A map of the internet

24 May 2026

This model of the western internet creates a distinction between 3 internets, depending on their functions. I call these the "attic", "warehouse", and "town square" internets, these names describe a function of each internet, but dont encapsulate the entire segment. I just like the names. This model can primarily be understood as 3 axes, or 3 2-way relationships(there is another way of understanding and using this model, which I will get to later).

1. attic/warehouse
The relationship between the attic and warehouse internet is the easiest to explain, because it can be very easily analogised. In essence, this relationship is online shopping. The transfer of products(a product being anything that is created) between a warehouse and a home. The relationship is strictly transactional, it is solely about the transfer of a good or service, think online purchases, broadcasting, streaming, etc.

2. attic/town square
The town square internet is what I think most people envision the internet to be. This is the nebulous concept of "cyberspace", mass communication at a scale never seen before, and to use an overextended term, a democratisation of those tools of communication. This is social media, and before that the blogspace, the technology that allowed the mimetic idea to become as ubiquotous as it has. It's relationship with the attic internet is harder to quantify, but I think the best illustration is that the DM is a sort of bridge between the two, it exists on the intersection of the dotted line and the solid one connecting these two in the diagram above.

3. town square/ warehouse
This is the "back end" of the internet, so it might be the hardest to visualise, I'm certainly having the hardest time trying to explain it. The best way I think I can describe is that it exists in the intersection of memes and industry, but that doesnt 100% capture it. It is kind of unknowable, even though there are people here, it is intentionally obscured, such being the nature of a back end. An argument could be made that this is where networking platforms like linkedIn and the gig economy(airbnb, uber, etc.) lives, I'm not entirely convinced by that, but maybe thats just my aversion to the blurring of the social and industrial, my not wanting this axis to exist but knowing it probably does.

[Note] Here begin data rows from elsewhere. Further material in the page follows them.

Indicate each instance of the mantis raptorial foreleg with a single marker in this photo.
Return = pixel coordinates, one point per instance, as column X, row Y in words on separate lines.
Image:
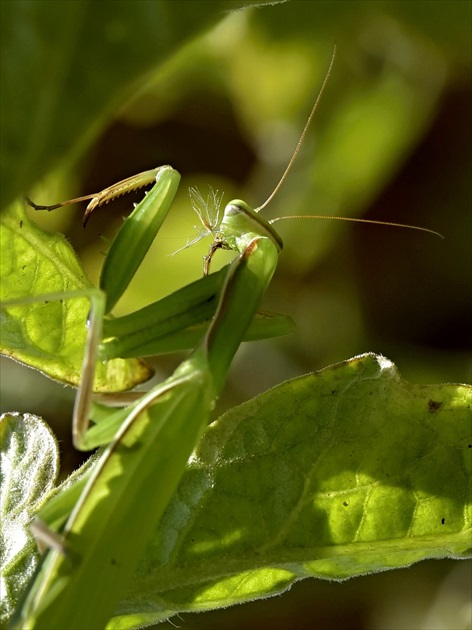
column 154, row 442
column 151, row 440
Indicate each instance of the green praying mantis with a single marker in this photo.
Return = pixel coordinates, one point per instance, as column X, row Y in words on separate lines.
column 95, row 543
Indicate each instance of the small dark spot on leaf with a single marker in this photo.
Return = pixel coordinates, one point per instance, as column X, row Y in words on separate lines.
column 434, row 405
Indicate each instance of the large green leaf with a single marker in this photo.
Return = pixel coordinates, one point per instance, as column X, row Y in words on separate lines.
column 50, row 334
column 346, row 471
column 66, row 66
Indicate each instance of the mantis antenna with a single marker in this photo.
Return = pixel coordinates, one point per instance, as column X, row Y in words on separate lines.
column 292, row 160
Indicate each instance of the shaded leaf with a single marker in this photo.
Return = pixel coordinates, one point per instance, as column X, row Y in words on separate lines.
column 49, row 334
column 29, row 467
column 67, row 65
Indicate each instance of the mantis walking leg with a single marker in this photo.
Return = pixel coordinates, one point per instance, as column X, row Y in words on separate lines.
column 154, row 442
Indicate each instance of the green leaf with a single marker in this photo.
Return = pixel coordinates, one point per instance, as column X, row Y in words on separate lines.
column 66, row 66
column 29, row 456
column 50, row 334
column 346, row 471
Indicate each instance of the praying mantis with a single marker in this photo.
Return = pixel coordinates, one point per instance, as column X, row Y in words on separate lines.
column 92, row 559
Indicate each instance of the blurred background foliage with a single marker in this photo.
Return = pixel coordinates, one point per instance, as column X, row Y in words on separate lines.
column 222, row 96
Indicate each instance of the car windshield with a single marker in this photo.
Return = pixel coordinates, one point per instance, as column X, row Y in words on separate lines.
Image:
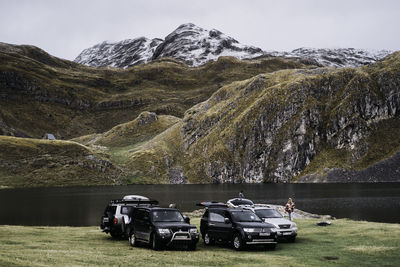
column 268, row 213
column 245, row 216
column 167, row 216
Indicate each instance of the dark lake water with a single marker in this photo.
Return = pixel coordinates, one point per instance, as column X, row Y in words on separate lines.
column 82, row 206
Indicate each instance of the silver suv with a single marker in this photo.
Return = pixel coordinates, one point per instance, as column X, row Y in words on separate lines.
column 286, row 229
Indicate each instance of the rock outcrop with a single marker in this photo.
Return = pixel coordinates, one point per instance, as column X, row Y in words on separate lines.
column 277, row 127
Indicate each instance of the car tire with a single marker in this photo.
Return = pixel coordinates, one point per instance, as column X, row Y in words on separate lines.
column 132, row 240
column 270, row 247
column 208, row 241
column 114, row 234
column 155, row 245
column 237, row 242
column 191, row 247
column 291, row 239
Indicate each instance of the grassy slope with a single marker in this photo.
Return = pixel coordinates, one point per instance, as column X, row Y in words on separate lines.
column 344, row 243
column 40, row 93
column 231, row 113
column 26, row 162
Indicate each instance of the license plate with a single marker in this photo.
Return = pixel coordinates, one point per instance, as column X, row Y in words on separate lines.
column 181, row 238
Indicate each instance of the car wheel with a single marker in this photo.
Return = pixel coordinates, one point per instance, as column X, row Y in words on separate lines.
column 270, row 246
column 154, row 243
column 192, row 247
column 291, row 239
column 132, row 240
column 207, row 239
column 114, row 234
column 237, row 242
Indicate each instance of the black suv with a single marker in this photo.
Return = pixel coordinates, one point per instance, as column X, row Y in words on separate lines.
column 237, row 226
column 117, row 214
column 162, row 227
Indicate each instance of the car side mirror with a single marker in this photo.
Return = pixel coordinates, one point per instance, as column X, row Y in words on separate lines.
column 187, row 219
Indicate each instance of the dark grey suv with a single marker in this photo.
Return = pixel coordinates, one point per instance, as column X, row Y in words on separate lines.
column 162, row 227
column 238, row 227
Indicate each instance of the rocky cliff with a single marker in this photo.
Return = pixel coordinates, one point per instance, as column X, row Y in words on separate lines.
column 281, row 126
column 43, row 94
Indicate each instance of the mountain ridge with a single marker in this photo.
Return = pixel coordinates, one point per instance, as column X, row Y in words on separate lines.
column 195, row 46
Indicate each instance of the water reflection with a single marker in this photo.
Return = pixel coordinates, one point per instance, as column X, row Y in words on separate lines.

Note on a nationalised internet
This map initially came from me trying to imagine what a socialist internet could look like, and that speculative aspect has informed it. While I think this functions as a model for the current internet(which is why I'm presenting it as such), it originated from a different intention. This is also why I don't want to seperate this into "capitalism/social", it may feel like an obvious way to seperate what I call "warehouse/town square" internet, but in reality there are virtually no social internets(I say this, government websites are probably a warehouse internet, but I think they probably have such little impact on the internet at large that I'm not countig them). The current state of the internet could be described as a very Victorian network of private infrastructure, with no state or democratically run alternatives.
Also note that this is a western model, I understand that the chinese internet is a different beast entirely, and should probably be understood through a different framework, which I am not equipped to make.

My confidence in this map was solidified when I started placing companies in it, the three major players comfortably finding a niche. These companies all try, with varying successes to expand their enterprise but ultimately they comfortably fit in this sort of symbiotic triangle. I think this represents, not necessarily *the* natural state of the internet(see: China), but a natural set of functions for it. The relative lack of competition in these spaces implies to me some form of equilibrium in this state.

This is not quite the same model, but it is a model with the same shape. This chart can be used to measure your relationship with the network of sites, platforms, and digital spaces that is the internet. Because this adapts the model to 2 axes, it should resemble a compass, but I think it would still retain the shape, given there are way more internet pages you visit once, than pages that you would visited 100s of time.

caveat: to cover the holes in my model, I'm putting everything I don't care about here.This way you can't complain at me for leaving out your favourite internet- eh- thing.